Saudi Aramco’s six-part debut bond sale is edging toward completion with some eye-popping numbers. The national oil company received more than $100 billion of orders, raising the likelihood it will issue considerably more than the $10 billion originally expected. Final pricing and sale size is likely to come Tuesday afternoon London time.
If there’s any concern that the sheer number of new emerging-market borrowers — not to mention the amounts being sold — is going to leave the market bloated, here’s a factoid unearthed by our London-based editor Srinivasan Sivabalan today that might allay such worries. Though the supply of developing-nation dollar bonds has increased in the past decade, the overall market has expanded even faster, such that sales as a proportion of the benchmark index’s market capitalization have fallen to half of what they were in 2012. Don’t expect any indigestion anytime soon.

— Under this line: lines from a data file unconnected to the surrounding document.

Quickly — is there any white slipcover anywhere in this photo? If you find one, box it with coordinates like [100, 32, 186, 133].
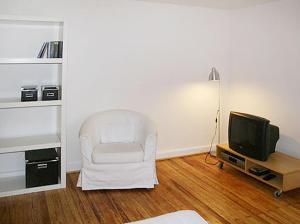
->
[127, 210, 208, 224]
[77, 110, 158, 190]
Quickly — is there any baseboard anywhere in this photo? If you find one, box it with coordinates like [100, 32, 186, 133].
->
[0, 170, 25, 178]
[67, 161, 81, 172]
[67, 146, 209, 172]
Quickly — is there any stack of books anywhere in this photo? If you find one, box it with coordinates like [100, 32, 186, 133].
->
[38, 41, 63, 58]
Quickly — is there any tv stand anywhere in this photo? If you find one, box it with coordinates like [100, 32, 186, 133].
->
[217, 144, 300, 198]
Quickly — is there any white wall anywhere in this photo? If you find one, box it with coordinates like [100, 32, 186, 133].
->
[0, 0, 229, 170]
[228, 0, 300, 158]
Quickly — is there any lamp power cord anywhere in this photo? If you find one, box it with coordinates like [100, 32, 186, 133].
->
[204, 110, 220, 166]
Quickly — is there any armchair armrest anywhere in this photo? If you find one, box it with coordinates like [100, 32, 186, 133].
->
[80, 136, 94, 163]
[137, 122, 157, 161]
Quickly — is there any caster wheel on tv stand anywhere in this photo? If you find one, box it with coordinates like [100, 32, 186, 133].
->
[218, 162, 224, 169]
[273, 190, 282, 198]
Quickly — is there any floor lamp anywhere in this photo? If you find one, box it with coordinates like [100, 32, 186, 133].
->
[208, 67, 221, 158]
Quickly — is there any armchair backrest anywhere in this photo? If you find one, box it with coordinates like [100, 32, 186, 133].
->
[80, 110, 150, 144]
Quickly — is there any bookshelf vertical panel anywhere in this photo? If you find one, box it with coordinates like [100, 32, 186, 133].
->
[0, 15, 67, 197]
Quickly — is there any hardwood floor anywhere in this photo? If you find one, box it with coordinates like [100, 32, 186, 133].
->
[0, 155, 300, 224]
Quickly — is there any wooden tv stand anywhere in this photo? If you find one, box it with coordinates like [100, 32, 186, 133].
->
[217, 144, 300, 197]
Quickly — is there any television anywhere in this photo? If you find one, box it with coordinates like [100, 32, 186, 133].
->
[228, 112, 279, 161]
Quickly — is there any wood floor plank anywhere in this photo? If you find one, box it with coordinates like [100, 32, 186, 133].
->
[0, 155, 300, 224]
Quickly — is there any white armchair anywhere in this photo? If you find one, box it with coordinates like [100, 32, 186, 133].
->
[77, 110, 158, 190]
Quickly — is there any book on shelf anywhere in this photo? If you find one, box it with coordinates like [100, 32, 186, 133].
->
[38, 42, 48, 58]
[38, 41, 63, 58]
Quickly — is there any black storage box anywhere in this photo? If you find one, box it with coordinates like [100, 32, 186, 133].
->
[21, 86, 38, 102]
[42, 85, 60, 100]
[25, 148, 59, 188]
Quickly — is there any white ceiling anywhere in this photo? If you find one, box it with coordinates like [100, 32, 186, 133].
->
[139, 0, 278, 9]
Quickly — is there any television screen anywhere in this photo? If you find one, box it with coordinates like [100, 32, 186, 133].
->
[231, 116, 263, 149]
[228, 112, 279, 161]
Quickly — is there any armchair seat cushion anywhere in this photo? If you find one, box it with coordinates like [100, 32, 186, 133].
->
[92, 143, 144, 164]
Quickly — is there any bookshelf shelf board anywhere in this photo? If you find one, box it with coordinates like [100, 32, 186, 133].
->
[0, 175, 63, 197]
[0, 98, 62, 109]
[0, 135, 61, 154]
[0, 58, 63, 64]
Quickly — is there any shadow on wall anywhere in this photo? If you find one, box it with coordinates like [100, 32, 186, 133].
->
[276, 134, 300, 159]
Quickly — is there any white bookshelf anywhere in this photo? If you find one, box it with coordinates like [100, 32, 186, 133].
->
[0, 134, 61, 154]
[0, 15, 67, 197]
[0, 98, 62, 109]
[0, 58, 63, 64]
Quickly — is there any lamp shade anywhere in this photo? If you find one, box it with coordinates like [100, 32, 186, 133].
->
[208, 67, 220, 81]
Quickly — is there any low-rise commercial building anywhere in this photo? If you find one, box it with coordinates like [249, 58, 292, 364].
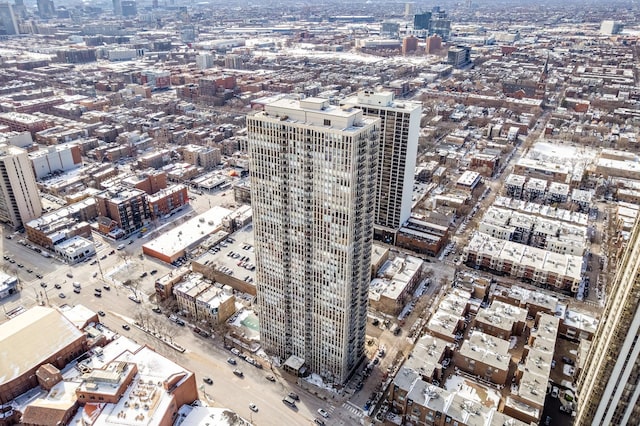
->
[369, 256, 424, 315]
[54, 235, 96, 265]
[0, 306, 87, 404]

Elsewhere, the prospect of an escalation in the US-European trade war did nothing to derail the emerging-market complex. Most currencies strengthened against a lackluster dollar, the MSCI Index of stocks rose for a ninth day and yield spreads on sovereign dollar bonds were an average of one basis point narrower versus Treasuries. The lira was among the gainers, recovering from yesterday’s 1.1% decline after Turkey’s election board rejected a request by the ruling party for a full recount of votes in Istanbul. The market was additionally comforted by indications that Turkey plans to buy debt from state-owned banks to inject fresh capital into the recession-hit economy. Newton Investment Management is one among the many that remain wary of dabbling in Turkish assets, it said today.
Rand volatility signal
The rand was the leader in the foreign-exchange markets, rising for the fourth time in five days to its strongest level against the dollar since the last day of February. But, as our Cape Town-based editor Robert Brand points out, the currency’s swings are much more telling, and suggest that with the country’s elections less than a month away, traders are looking at the rand as a volatility rather than directional play. One-month implied volatility, based on prices of options covering the May 8 vote, jumped almost 2 percentage points today, the most since the aftermath of the Turkish currency crisis in September, without any commensurate increase in bearish bets as measured by risk reversals. The takeaway? While a strong win for the ruling African National Congress may strengthen President Cyril Ramaphosa’s hand, a below-par performance would make it harder to implement much-needed fiscal and policy reforms.